It’s ten years since my story The North Is So Much Better For Youngsters Today was published in the late lamented Transmission magazine issue #04. Illustrated wonderfully by Zara Pickens, it was a response to overhearing someone in the south of England say they’d invested in several properties in the north. ‘Didn’t they know what was going on up there?’ I asked myself back then. Clearly they didn’t.
So I thought it would be fun to reel off my inexplicable northern neurosis for my own entertainment at least. I’m sure people thought I was mad, but it’s always best to express one’s self, and ten years on, I see the story touched on the rise of far right nationalism, and the sense of alienation felt by industrialised people living in a part of the world that was once the centre of Britain’s proud industrial legacy, well represented by strong unions, and contributing significantly to Britain’s wealth and its defence.

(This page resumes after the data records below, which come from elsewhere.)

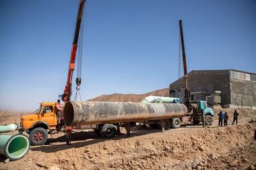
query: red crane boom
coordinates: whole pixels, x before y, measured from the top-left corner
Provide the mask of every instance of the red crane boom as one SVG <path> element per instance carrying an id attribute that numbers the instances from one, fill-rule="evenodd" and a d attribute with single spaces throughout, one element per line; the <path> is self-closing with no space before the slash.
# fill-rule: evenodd
<path id="1" fill-rule="evenodd" d="M 76 24 L 76 29 L 75 33 L 74 35 L 74 39 L 72 46 L 71 50 L 71 55 L 70 59 L 69 61 L 69 66 L 68 66 L 68 76 L 67 78 L 67 83 L 64 89 L 63 94 L 60 96 L 61 99 L 63 102 L 67 102 L 70 101 L 70 97 L 72 95 L 72 80 L 73 76 L 73 72 L 75 70 L 75 61 L 76 57 L 76 52 L 77 49 L 77 41 L 79 36 L 80 32 L 80 27 L 81 23 L 82 21 L 82 16 L 83 16 L 83 10 L 84 8 L 84 4 L 85 3 L 86 0 L 80 0 L 78 11 L 77 11 L 77 17 Z M 79 84 L 81 83 L 81 78 L 78 80 Z"/>

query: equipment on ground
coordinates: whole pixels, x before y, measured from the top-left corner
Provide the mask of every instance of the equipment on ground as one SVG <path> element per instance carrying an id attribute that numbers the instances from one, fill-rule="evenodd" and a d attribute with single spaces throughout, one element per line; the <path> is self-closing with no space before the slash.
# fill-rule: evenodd
<path id="1" fill-rule="evenodd" d="M 17 124 L 6 125 L 0 125 L 0 133 L 8 132 L 17 131 L 19 128 Z"/>
<path id="2" fill-rule="evenodd" d="M 1 125 L 0 133 L 16 131 L 18 127 L 16 124 Z M 5 155 L 10 160 L 22 159 L 28 153 L 29 148 L 29 141 L 24 134 L 0 134 L 0 154 Z"/>
<path id="3" fill-rule="evenodd" d="M 205 125 L 211 125 L 213 122 L 212 117 L 214 112 L 212 109 L 207 107 L 205 101 L 191 101 L 190 91 L 189 89 L 188 76 L 187 71 L 187 62 L 185 53 L 185 45 L 183 37 L 182 21 L 180 20 L 179 22 L 180 36 L 180 45 L 182 52 L 182 61 L 184 74 L 184 97 L 183 103 L 187 106 L 188 114 L 193 118 L 193 122 L 195 124 L 198 124 L 200 122 L 203 123 L 203 126 Z M 180 89 L 180 87 L 178 87 Z M 180 90 L 179 90 L 180 91 Z"/>
<path id="4" fill-rule="evenodd" d="M 68 65 L 67 83 L 63 93 L 61 95 L 59 95 L 59 97 L 61 98 L 63 102 L 70 101 L 72 95 L 72 81 L 73 73 L 75 70 L 77 43 L 79 39 L 79 35 L 85 2 L 86 0 L 80 0 L 79 2 Z M 81 50 L 79 50 L 77 77 L 76 80 L 77 85 L 76 89 L 77 90 L 77 92 L 79 94 L 80 94 L 79 90 L 80 89 L 79 86 L 82 81 L 81 78 Z M 77 95 L 76 96 L 77 97 Z M 66 138 L 70 139 L 72 127 L 65 127 L 63 118 L 61 118 L 61 124 L 58 124 L 56 105 L 56 103 L 42 103 L 40 104 L 39 109 L 36 111 L 36 114 L 23 116 L 20 118 L 20 127 L 19 131 L 26 131 L 27 133 L 29 134 L 29 140 L 32 145 L 41 145 L 45 144 L 48 139 L 49 134 L 54 132 L 58 132 L 61 129 L 63 129 L 63 131 L 66 131 Z M 70 143 L 70 142 L 68 143 Z"/>
<path id="5" fill-rule="evenodd" d="M 149 96 L 144 98 L 141 103 L 179 103 L 179 98 Z"/>
<path id="6" fill-rule="evenodd" d="M 215 91 L 212 95 L 206 96 L 206 102 L 211 105 L 221 103 L 221 91 Z"/>

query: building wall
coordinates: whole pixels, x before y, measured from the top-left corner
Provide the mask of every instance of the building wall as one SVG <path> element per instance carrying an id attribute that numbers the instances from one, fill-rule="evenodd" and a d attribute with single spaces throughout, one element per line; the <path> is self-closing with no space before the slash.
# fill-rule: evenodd
<path id="1" fill-rule="evenodd" d="M 256 81 L 231 78 L 232 104 L 256 106 Z"/>
<path id="2" fill-rule="evenodd" d="M 192 71 L 188 74 L 188 81 L 191 92 L 221 92 L 221 104 L 231 103 L 230 70 L 200 70 Z M 184 77 L 170 85 L 170 90 L 178 87 L 184 87 Z"/>

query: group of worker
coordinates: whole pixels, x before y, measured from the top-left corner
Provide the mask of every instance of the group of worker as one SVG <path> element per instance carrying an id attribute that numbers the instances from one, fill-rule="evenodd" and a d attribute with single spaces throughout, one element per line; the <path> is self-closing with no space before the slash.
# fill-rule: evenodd
<path id="1" fill-rule="evenodd" d="M 238 113 L 237 111 L 236 110 L 233 114 L 234 118 L 233 118 L 233 123 L 232 124 L 232 125 L 234 125 L 235 121 L 236 125 L 238 123 L 237 118 L 239 115 L 239 114 Z M 221 110 L 218 115 L 219 116 L 219 126 L 223 126 L 223 122 L 224 122 L 224 125 L 227 126 L 228 125 L 228 113 L 227 111 L 223 113 L 222 110 Z"/>

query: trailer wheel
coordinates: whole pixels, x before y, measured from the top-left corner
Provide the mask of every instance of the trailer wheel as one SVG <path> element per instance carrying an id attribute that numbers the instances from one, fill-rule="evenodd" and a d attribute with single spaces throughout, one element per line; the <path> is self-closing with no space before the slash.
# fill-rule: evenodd
<path id="1" fill-rule="evenodd" d="M 172 129 L 180 128 L 181 125 L 181 120 L 179 118 L 172 118 L 171 124 Z"/>
<path id="2" fill-rule="evenodd" d="M 99 124 L 97 125 L 97 128 L 95 129 L 95 132 L 97 135 L 100 135 L 100 129 L 103 125 Z"/>
<path id="3" fill-rule="evenodd" d="M 160 128 L 158 124 L 149 124 L 149 127 L 152 129 Z"/>
<path id="4" fill-rule="evenodd" d="M 211 115 L 205 116 L 205 125 L 211 125 L 213 122 L 212 117 Z"/>
<path id="5" fill-rule="evenodd" d="M 104 138 L 111 138 L 116 134 L 116 129 L 113 124 L 105 124 L 100 128 L 100 135 Z"/>
<path id="6" fill-rule="evenodd" d="M 193 124 L 194 125 L 198 125 L 198 124 L 199 124 L 199 123 L 200 123 L 199 120 L 193 120 Z"/>
<path id="7" fill-rule="evenodd" d="M 31 145 L 42 145 L 48 139 L 47 131 L 42 127 L 36 127 L 29 134 L 29 140 Z"/>
<path id="8" fill-rule="evenodd" d="M 171 128 L 171 127 L 172 127 L 171 121 L 169 119 L 164 120 L 165 130 L 167 130 L 167 129 Z"/>

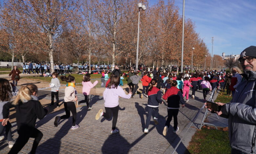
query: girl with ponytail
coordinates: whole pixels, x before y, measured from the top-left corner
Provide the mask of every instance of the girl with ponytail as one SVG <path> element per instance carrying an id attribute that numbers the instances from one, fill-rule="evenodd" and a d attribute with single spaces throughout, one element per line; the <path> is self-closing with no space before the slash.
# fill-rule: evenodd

A neurosis is “a strong sense of distress but without delusions and hallucinations”. It’s how it must feel to walk off a cliff without actually doing it every day. One thing that sticks in the mind of lucky sufferers is: ‘get the fuck out’, whereas those unlucky enough to be ‘industrialised’ by the process have an irreversible sense that they’re trapped with low self esteem. So it was with a great sense of good fortune, almost exuberance, that I was able to write this down because by 2006, in Britain’s former manufacturing areas where I once lived, the unions were a spent force, industry had gone, and misguided property developers, as well as the far right, saw an opportunity. Something was in the air, and obviously I didn’t like it, and while it seems that northerners like me whinge about nothing, 13 million manufacturing jobs were lost in the 1980s at a rate of 1000s per week, an unprecedented speed and scale of decline across many vast conurbations.
I don’t agree with a lot of things in the video. It is national-socialism to be against the free movement of Labour. It can get a lot worse for Doncaster after Brexit, and Greece was subjected to austerity measures by the Troika of three international banks, not just the EU, but other than that you get the drift that in having the chance to cause trouble, people who’ve been treated badly will inevitably cause trouble, especially when the Prime Minister at the time, David Cameron, made immigration the central topic of the damned EU referendum. Consequently, there is no way the result of the Referendum meaning Britain will leave the EU (or Brexit), will help industrialised people, as chancellor Osborne has warned. A punishment budget looms, and Nigel Farage, the former UKIP leader, is probably being stalked by a turkey with a meat cleaver right now.
With the demise of Transmission magazine, I submitted my story to ABCTales where it was cherry-picked. With the Brexit result, I thought it was time to remind myself that my story was more than just a trawl through my personal neurosis, it was a warning from the north from one who lived in it.